On 7 December 2017 at 21:20, Brijesh Singh <[email protected]> wrote:
> On 12/06/2017 04:03 PM, Peter Maydell wrote:
>> For instance, if a device gets a debug=1 transaction
>> should it refuse to do things like read-clears-bits
>> semantics or other side-effects you wouldn't expect
>> of debugger accesses?
>>
>
> Sorry I am not able to understand "if a device gets a debug=1 transition"
> comment, Can you please explain me a bit more.
A device model (eg a UART) can be written to look at the
MemTxAttrs that it's passed and behave differently if debug=1.
> If you give me example on how
> to trigger this type of request with debug=1 then I can look into the code
> and see what we can do when memory encryption is enabled. The things like
> read-clears-bits semantics will be tricky.

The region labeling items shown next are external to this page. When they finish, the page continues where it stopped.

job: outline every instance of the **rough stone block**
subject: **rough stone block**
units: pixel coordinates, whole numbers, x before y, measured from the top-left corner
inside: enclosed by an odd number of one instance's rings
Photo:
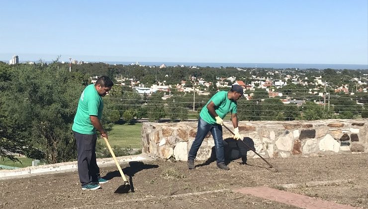
[[[342,141],[340,142],[340,146],[350,146],[350,142],[349,141]]]
[[[186,161],[188,159],[187,145],[185,142],[178,142],[174,149],[174,157],[176,160]]]
[[[290,153],[287,152],[278,152],[278,155],[282,158],[286,158],[290,156]]]
[[[183,141],[187,141],[188,139],[188,133],[185,130],[178,129],[177,130],[177,134],[180,137]]]
[[[296,138],[299,137],[299,130],[296,129],[292,131],[292,134],[294,135],[294,138]]]
[[[155,143],[159,143],[160,142],[160,132],[159,131],[156,131],[155,133],[155,135],[154,136],[154,141]]]
[[[294,141],[294,146],[293,146],[292,151],[291,154],[293,155],[300,155],[301,154],[300,151],[300,147],[301,146],[301,143],[300,140],[296,139]]]
[[[340,147],[340,150],[344,152],[350,151],[350,147],[349,146],[343,146]]]
[[[174,150],[171,147],[163,147],[160,151],[160,155],[165,159],[169,159],[174,154]]]
[[[353,123],[352,123],[352,125],[355,125],[357,126],[363,126],[363,125],[364,125],[364,124],[365,123],[364,122],[362,122],[362,123],[353,122]]]
[[[191,138],[195,138],[197,135],[197,129],[191,129],[189,131],[189,136]]]
[[[352,133],[350,134],[350,138],[352,141],[359,141],[359,137],[356,133]]]
[[[350,150],[352,152],[364,152],[364,145],[358,143],[352,143],[350,146]]]
[[[326,135],[320,141],[318,146],[319,150],[323,151],[333,151],[339,152],[340,150],[340,143],[329,134]]]
[[[309,128],[313,127],[313,125],[311,124],[304,124],[302,125],[301,127],[303,128]]]
[[[316,130],[315,129],[305,129],[300,131],[299,139],[306,138],[312,138],[316,137]]]
[[[292,133],[289,133],[284,137],[280,137],[275,142],[279,150],[290,151],[292,150]]]
[[[159,144],[159,146],[161,146],[162,145],[164,145],[166,143],[166,139],[165,138],[163,138],[160,141],[160,144]]]
[[[239,126],[239,131],[255,131],[256,130],[256,127],[253,126],[251,125],[242,125]]]
[[[350,128],[350,131],[352,133],[359,133],[359,128]]]
[[[343,132],[341,130],[329,130],[328,134],[331,135],[334,139],[340,139],[342,135]]]
[[[342,136],[341,136],[341,138],[340,138],[340,140],[341,141],[349,141],[350,140],[350,137],[349,137],[349,135],[346,133],[344,133],[344,134],[343,134]]]
[[[163,128],[162,135],[164,136],[170,136],[173,134],[174,130],[170,128]]]
[[[270,139],[272,141],[275,141],[275,131],[270,131]]]
[[[274,149],[274,145],[273,144],[267,145],[267,149],[266,149],[266,153],[267,154],[269,157],[274,157],[274,152],[275,151],[275,150]]]
[[[282,125],[285,129],[294,129],[301,127],[301,124],[300,124],[285,123],[283,124]]]
[[[327,126],[331,127],[331,128],[341,128],[344,127],[344,123],[329,123],[327,124]]]
[[[317,149],[316,139],[307,139],[303,146],[303,154],[310,154],[316,152],[318,150]]]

The question was really whether we want to make this a general
indicator of "this operation was triggered by a debugger" and
expand that to mean "don't do things that mess with the state
of the simulation unexpectedly", or if this is really a very
encrypted-memory specific thing.
By the way, I don't think this:
> /* Access the guest memory for debug purposes */
> #define MEMTXATTRS_DEBUG ((MemTxAttrs) { .debug = 1 })
is a great idea. Callers that care about the transaction
attributes should just specify them properly. MEMTXATTRS_UNSPECIFIED
is a fallback for the large set of places that don't care at all.